Porsche finds fortune from unlikely outsourcing

April 5, 2009 - 0:0

UUSIKAUPUNKI, Finland (NYT) — Outsourcing to less-expensive places like India, China, Taiwan and Eastern Europe became routine for many American and Western European companies over the past decade. But what’s Porsche doing in Finland?

Since 1997, Porsche, the German sports car manufacturer, has headed north to this tongue-twister of a Finnish town instead of east, a move that helps explain why it is still making money even as so many automakers are tapping government aid to weather the worst industry downturn in a generation.
During the fat years, Valmet Automotive cranked out thousands of cars in Uusikaupunki to supplement Porsche’s production in Germany. Now, the assembly lines here are slowing, which means that Valmet, rather than Porsche, is bearing much of the burden of the global auto industry’s distress.
“We are a lean organization, but at the end of the day, there is a threshold here,” said Ilpo Korhonen, Valmet’s president. “We can’t run like this forever.”
Porsche, the maker of the celebrated 911 two-seater and the Cayenne sport utility vehicle, developed a production system — call it über-outsourcing — that is inspired by Japanese models of lean manufacturing and the kind of contract manufacturing common in the electronics industry. But Porsche has taken the notion even further and, at least so far, its highly supple system is molding well to the contours of an unforgiving world economy.
“This crisis will be the absolute test for the Porsche model,” said Jürgen Pieper, co-head of research at Bankhaus Metzler in Frankfurt. “Right now, Porsche is anything but a fair-weather company.”
Nothing symbolizes Porsche’s ability to steer through the storm more than its plans to introduce the Panamera, an entirely new sports car, during this difficult year for the industry.
Fulfilling a long-held dream of its founding family, the company will unveil a four-door sports car, which aims to blend Porsche’s legendary flair with a little modern functionality, at an auto show in Shanghai on April 19. Porsche designed the Panamera, which will be made in Leipzig, with one eye on Asian markets, where wealthy customers often have chauffeurs and want more space in back than a traditional sports car can offer.
Like every automaker these days, Porsche has had to buckle down and find ways to save money, and it is nipping and tucking where it can to save €100 million, or $130 million.
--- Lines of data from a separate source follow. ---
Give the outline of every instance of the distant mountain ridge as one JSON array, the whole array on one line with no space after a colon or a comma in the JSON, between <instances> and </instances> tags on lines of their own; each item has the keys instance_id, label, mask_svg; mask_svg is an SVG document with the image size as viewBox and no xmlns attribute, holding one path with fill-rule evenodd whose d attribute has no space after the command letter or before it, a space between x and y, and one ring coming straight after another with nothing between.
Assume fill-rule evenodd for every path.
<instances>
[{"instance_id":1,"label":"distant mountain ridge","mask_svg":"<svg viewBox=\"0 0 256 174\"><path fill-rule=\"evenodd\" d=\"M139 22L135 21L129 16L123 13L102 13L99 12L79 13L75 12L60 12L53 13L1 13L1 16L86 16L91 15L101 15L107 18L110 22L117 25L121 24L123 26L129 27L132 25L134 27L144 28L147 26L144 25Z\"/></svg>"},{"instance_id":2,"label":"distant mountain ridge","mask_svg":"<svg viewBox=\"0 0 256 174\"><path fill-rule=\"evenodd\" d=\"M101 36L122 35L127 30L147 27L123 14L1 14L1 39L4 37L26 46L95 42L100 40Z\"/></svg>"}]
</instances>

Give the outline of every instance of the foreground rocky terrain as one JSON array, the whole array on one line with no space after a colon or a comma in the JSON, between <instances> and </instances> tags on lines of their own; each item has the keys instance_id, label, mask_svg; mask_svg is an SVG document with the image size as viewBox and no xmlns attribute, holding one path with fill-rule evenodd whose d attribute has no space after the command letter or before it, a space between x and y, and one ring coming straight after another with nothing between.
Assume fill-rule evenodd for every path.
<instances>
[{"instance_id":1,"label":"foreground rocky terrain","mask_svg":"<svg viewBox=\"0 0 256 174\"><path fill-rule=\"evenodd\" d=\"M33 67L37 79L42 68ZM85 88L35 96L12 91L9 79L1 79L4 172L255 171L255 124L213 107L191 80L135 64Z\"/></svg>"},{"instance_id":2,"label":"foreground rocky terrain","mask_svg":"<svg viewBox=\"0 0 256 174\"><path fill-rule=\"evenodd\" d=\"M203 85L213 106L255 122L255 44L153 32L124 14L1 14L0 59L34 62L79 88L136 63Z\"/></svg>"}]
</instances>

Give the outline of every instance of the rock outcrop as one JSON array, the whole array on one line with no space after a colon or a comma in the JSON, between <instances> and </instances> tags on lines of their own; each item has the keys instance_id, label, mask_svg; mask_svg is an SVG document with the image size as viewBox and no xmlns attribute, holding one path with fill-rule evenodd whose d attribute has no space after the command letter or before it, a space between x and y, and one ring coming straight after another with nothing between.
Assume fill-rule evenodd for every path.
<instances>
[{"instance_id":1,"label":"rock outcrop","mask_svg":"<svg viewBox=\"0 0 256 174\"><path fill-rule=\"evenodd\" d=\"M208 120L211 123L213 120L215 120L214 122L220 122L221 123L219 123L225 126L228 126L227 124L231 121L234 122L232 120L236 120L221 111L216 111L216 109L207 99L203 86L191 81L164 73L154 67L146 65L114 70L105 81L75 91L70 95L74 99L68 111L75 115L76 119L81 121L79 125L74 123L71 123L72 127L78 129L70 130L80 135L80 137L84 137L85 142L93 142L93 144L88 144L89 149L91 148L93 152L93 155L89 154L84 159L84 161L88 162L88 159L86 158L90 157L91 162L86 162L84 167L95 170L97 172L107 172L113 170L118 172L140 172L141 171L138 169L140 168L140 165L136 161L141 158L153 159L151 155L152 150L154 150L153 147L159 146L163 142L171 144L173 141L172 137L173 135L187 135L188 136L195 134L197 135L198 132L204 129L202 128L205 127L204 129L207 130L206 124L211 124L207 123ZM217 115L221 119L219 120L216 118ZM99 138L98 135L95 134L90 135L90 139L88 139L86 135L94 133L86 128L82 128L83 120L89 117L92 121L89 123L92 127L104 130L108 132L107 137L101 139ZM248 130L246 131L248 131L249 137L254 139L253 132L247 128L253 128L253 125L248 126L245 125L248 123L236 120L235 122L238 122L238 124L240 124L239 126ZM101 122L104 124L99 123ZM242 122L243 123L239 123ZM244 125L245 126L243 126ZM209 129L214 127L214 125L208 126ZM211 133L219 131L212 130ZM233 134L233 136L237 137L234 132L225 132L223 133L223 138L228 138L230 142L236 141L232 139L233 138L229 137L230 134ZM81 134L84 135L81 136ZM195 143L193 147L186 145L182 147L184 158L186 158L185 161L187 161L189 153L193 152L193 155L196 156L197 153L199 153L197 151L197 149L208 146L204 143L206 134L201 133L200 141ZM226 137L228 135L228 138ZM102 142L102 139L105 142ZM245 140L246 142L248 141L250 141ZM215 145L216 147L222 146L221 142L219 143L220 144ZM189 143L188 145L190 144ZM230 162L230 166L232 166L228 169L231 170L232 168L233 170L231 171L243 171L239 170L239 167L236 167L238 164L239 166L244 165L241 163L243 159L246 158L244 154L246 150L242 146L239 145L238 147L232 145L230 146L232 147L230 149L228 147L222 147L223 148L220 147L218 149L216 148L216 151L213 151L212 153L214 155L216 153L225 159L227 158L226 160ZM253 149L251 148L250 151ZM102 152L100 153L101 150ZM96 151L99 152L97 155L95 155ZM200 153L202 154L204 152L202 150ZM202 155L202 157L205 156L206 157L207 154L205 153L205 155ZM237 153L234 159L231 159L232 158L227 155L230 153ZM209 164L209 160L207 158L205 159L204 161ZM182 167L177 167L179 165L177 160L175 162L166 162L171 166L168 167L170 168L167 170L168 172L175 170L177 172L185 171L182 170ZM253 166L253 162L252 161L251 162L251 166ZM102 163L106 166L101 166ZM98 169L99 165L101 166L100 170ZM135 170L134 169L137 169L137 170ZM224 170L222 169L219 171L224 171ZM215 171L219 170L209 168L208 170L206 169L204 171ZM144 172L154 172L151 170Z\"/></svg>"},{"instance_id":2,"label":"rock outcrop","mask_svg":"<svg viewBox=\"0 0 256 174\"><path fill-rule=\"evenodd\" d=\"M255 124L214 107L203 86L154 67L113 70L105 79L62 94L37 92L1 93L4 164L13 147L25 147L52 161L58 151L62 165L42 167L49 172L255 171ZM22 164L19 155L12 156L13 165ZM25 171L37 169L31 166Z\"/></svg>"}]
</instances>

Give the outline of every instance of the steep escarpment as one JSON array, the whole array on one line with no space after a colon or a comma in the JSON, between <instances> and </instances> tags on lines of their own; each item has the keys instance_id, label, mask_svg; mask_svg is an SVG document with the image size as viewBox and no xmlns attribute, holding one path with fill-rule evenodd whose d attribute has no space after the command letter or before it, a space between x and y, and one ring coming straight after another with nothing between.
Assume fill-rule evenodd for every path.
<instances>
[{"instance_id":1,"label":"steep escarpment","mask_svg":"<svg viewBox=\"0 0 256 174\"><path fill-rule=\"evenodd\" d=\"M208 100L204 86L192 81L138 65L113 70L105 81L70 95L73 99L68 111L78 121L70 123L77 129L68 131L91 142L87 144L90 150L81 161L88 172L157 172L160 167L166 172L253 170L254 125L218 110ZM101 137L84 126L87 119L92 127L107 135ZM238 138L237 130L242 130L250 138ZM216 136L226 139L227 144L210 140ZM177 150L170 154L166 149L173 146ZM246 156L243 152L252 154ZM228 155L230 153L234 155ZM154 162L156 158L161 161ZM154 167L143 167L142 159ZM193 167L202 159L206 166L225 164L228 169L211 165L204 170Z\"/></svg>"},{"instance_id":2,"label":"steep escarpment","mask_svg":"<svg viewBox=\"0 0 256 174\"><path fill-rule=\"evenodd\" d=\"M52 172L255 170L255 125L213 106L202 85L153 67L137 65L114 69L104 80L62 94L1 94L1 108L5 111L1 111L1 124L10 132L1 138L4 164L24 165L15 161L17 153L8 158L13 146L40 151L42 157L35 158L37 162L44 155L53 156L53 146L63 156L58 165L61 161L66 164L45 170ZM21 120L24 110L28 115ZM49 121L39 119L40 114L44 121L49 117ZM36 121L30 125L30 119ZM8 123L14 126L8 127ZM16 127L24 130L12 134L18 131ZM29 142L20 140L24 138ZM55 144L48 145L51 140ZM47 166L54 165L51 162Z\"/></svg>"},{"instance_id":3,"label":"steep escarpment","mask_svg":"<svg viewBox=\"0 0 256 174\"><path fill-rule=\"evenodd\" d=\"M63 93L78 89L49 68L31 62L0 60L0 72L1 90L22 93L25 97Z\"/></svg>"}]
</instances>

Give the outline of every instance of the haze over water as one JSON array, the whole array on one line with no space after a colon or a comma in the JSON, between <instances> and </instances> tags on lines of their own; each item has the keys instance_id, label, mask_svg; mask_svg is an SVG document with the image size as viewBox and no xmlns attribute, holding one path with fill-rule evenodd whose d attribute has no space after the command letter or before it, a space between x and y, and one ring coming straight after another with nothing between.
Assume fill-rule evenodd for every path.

In the first half of its current financial year, which ran from August to January, Porsche’s sales tumbled 12.8 percent, to €3.04 billion, as deliveries fell 26.7 percent. It also booked €6.84 billion during the period from the financial derivatives it used to secure control of Volkswagen.
But Wendelin Wiedeking, Porsche’s chief executive, has assured the 2,500 workers at its Stuttgart plant that their jobs are safe, securing a vital flank in a country where workers are represented on the board.
Automakers universally outsource production of parts or sections of vehicles, and some even contract for the assembly of small numbers of automobiles. This strategy shifts part of the financial risk of a downturn onto suppliers, since a falloff in demand forces manufacturers to curtail production of cars, but not spark plugs, headlights and the like.
Porsche, though, is notable for using an outside company, Valmet, to assemble one of its main product lines, the Cayman, and its convertible sibling, the Boxster. In some sense, the innovation makes Porsche the only major virtual vehicle manufacturer, a company that designs and markets sports cars without actually cranking them all out on its own production line.
The bread and butter of Porsche’s work in Stuttgart is the classic 911 sports car, but with demand for that model now falling, it is pulling Boxster production out of Uusikaupunki back to Germany. Though the system creates fiendishly complex logistical challenges, Stuttgart can keep running at capacity, evading the industry’s hoary problem of covering the fixed costs of factories and labor.